This is interesting. I see youth trying to create online villages in the place of real world communities, but they do not work well (and can be harmful with bullying etc) because we don't see the overall complexity and nuances of others very well online, but tend to focus on one single aspect of others, not the full human beings.
Tribalism of a very simplistic type is rife in social media, and a person can be tossed out for one single wrongspeak statement. In real world 'villages' John next door is an ass about politics, but he shovels the snow of all the older people without being asked and without expecting pay. Aunt Ellie is nosy and a gossip and vain, but when someone is ill or in great trouble it is she who comes in to clean and care and connect the person to sources of help. And so on.
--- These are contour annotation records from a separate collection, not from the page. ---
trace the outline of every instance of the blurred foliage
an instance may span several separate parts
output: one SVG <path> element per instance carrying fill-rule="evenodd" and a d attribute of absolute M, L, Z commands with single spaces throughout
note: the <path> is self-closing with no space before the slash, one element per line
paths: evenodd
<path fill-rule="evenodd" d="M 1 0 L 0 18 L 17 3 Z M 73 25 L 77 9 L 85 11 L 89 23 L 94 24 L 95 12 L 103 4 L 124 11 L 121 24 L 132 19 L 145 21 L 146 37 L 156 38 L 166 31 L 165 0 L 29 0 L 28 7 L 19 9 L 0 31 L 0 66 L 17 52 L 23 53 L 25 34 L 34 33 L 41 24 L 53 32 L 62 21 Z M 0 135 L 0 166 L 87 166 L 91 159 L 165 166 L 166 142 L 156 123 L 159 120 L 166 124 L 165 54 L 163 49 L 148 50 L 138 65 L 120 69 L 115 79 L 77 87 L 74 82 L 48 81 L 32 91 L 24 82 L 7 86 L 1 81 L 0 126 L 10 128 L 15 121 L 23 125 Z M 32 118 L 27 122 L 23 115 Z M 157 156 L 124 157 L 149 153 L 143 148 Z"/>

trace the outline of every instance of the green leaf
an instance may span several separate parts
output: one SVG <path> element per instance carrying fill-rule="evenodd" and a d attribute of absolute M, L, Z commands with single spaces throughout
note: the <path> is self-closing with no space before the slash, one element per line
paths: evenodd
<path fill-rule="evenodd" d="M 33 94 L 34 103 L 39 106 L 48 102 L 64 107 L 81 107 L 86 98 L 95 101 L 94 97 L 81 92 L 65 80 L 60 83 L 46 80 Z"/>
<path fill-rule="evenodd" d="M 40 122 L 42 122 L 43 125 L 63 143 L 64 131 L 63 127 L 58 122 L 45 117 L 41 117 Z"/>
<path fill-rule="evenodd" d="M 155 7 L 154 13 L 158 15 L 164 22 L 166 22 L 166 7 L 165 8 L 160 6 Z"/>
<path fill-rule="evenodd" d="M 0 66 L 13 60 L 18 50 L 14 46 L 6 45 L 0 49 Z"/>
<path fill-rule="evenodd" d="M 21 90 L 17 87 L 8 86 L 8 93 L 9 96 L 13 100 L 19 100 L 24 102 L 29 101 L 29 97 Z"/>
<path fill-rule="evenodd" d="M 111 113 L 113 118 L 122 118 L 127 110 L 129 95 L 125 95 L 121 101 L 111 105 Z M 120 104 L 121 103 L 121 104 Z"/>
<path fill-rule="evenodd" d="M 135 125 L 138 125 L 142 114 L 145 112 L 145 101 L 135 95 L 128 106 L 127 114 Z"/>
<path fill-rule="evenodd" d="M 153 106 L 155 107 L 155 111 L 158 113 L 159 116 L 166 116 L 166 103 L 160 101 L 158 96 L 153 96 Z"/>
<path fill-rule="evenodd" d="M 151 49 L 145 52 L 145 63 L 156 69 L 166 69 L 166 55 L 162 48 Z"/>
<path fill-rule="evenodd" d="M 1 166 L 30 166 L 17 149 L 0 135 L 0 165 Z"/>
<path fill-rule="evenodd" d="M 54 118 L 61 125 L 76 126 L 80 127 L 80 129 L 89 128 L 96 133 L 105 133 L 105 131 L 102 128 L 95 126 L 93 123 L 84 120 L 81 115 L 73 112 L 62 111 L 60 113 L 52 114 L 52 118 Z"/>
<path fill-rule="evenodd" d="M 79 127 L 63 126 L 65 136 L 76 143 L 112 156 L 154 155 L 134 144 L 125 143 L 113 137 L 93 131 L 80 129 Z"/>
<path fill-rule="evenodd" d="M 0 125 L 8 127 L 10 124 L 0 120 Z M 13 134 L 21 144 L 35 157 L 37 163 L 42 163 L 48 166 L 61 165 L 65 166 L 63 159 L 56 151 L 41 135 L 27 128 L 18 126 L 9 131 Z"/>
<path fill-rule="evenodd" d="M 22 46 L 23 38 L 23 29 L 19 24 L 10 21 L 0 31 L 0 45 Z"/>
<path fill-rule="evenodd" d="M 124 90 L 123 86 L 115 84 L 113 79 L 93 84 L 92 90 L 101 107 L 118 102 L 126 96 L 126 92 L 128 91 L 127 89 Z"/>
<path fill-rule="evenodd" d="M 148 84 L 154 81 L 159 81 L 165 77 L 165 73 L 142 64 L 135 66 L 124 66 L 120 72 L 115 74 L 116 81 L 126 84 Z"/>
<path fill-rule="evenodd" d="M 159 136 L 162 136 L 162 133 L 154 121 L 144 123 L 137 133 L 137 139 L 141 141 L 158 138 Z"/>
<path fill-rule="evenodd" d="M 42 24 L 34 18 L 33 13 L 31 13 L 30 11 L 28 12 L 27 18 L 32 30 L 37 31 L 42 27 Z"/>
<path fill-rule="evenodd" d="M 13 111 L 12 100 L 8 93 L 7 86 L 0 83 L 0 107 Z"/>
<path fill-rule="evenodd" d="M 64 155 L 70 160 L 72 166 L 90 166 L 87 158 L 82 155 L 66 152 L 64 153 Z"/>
Earlier recent generations of feminists wrote a lot about the isolation of women in nuclear families, stranded in some suburban area with small children, no transportation and no help, and compared that to the older wider kin -based arrangements. Harrington's arguments wouldn't help this problem at all, and neither would they have any effect on the way the arrangements she supports would perpetuate the lifetime earnings differences between men and women.
Feminists differ in how same or different they see the two sexes, how much overlap there might be, whether men could do more child-rearing and make more career sacrifices for that, but ultimately feminism must tackle the fact that the unpaid work by women does leave them with lower lifetime incomes and fewer alternatives in divorce and so with less negotiating power inside marriages.
And some type of village arrangements are in my view necessary for both this (that women could also thrive as human beings) as well as the psychological well-being of all.